Trying to implement data augmentation into a semantic segmentation training, I tried to apply some transformations to the same image and mask. If I rotate the image, I need to rotate the mask as well. The thing is RandomRotation, RandomHorizontalFlip, etc. use random seeds.

I read somewhere this seeds are generated at the instantiation of the transforms. I’m trying to figure out how to ensure that both image and mask are transformed in the same way. This is a “simple” example of the workflow I’ve tried, which results in image and mask with different rotations.

import os

import matplotlib.pyplot as plt
import numpy as np
import torch
from PIL import Image
from torchvision.io import read_image
from torchvision.transforms import v2

# Load mask
mask_path = os.path.join("data/train_masks", "0cdf5b5d0ce1_01_mask.gif")
mask = torch.tensor(np.array(Image.open(mask_path), dtype=np.float32), dtype=torch.float32).unsqueeze(0)
mask[mask == 255.0] = 1.0

# Load image
img_path = os.path.join("data/train", "0cdf5b5d0ce1_01.jpg")
image = read_image(img_path)

# Define transforms
transform = v2.Compose([
    v2.Resize((160, 240)),
    v2.RandomRotation(degrees=35)
])

# Apply transforms
image, mask = transform(image,mask)

# Image
plt.subplot(1, 2, 1)
plt.imshow(image.permute(1, 2, 0))
plt.title('Imagen')
plt.axis('off')

# Mask
plt.subplot(1, 2, 2)
plt.imshow(mask.permute(1, 2, 0), cmap='gray')
plt.title('Mask')
plt.axis('off')

# Show figure
plt.show()

Also, if anyone has a better way of reading a gif file I’m all ears :slight_smile: .

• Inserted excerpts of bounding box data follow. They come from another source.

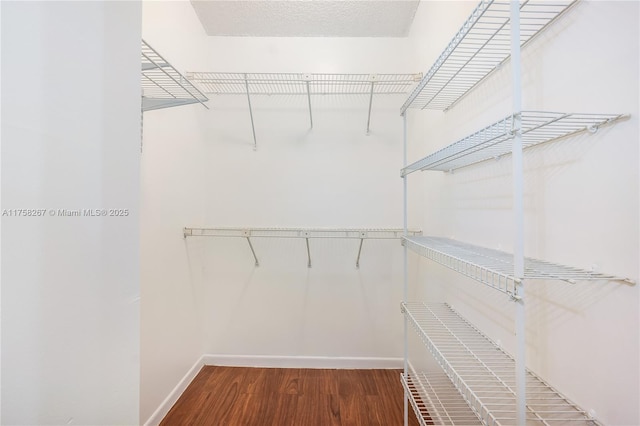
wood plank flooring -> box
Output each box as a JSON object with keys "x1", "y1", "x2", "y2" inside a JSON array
[{"x1": 161, "y1": 366, "x2": 418, "y2": 426}]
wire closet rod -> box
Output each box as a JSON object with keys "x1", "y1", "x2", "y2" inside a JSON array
[{"x1": 183, "y1": 228, "x2": 422, "y2": 268}]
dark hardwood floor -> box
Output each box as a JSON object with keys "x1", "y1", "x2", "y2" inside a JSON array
[{"x1": 161, "y1": 366, "x2": 418, "y2": 426}]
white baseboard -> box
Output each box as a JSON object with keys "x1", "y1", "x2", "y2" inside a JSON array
[
  {"x1": 144, "y1": 357, "x2": 205, "y2": 426},
  {"x1": 202, "y1": 354, "x2": 403, "y2": 369}
]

You can either use the functional API as described here or torchvision.transforms.v2 which allows to pass multiple objects as described here .

3 Likes

Whoa, #til

We here always used albumentations for augmentations. I didn’t know that torchvision had an augmentation system.

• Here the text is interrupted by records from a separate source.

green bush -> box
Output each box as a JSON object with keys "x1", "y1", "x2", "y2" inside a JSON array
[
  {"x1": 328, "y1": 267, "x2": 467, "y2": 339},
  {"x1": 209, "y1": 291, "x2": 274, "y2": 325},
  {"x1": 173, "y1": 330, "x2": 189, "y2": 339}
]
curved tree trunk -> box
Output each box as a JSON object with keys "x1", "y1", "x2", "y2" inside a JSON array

Could you add debug print statements into the transformation showing which angle is used as it should work?
I.e. something like:

angle = random.uniform(-self.degrees, self.degrees)
print("using angle {} to rotate input".format(angle))
input = F.rotate(input, angle)
print("using angle {} to rotate target".format(angle))
target = F.rotate(target, angle)

It should show the same angle and would thus rotate both images with it.
If that’s the case your plot might show the images in a wrong order or you might be shuffling the images somewhere afterwards.

So you have confirmed that indeed the same angle is used for both rotations and that the plotting is not an issue. In this case the correspondence between input and target seems to be broken somewhere else and we might need a minimal and executable code snippet to reproduce and isolate the issue.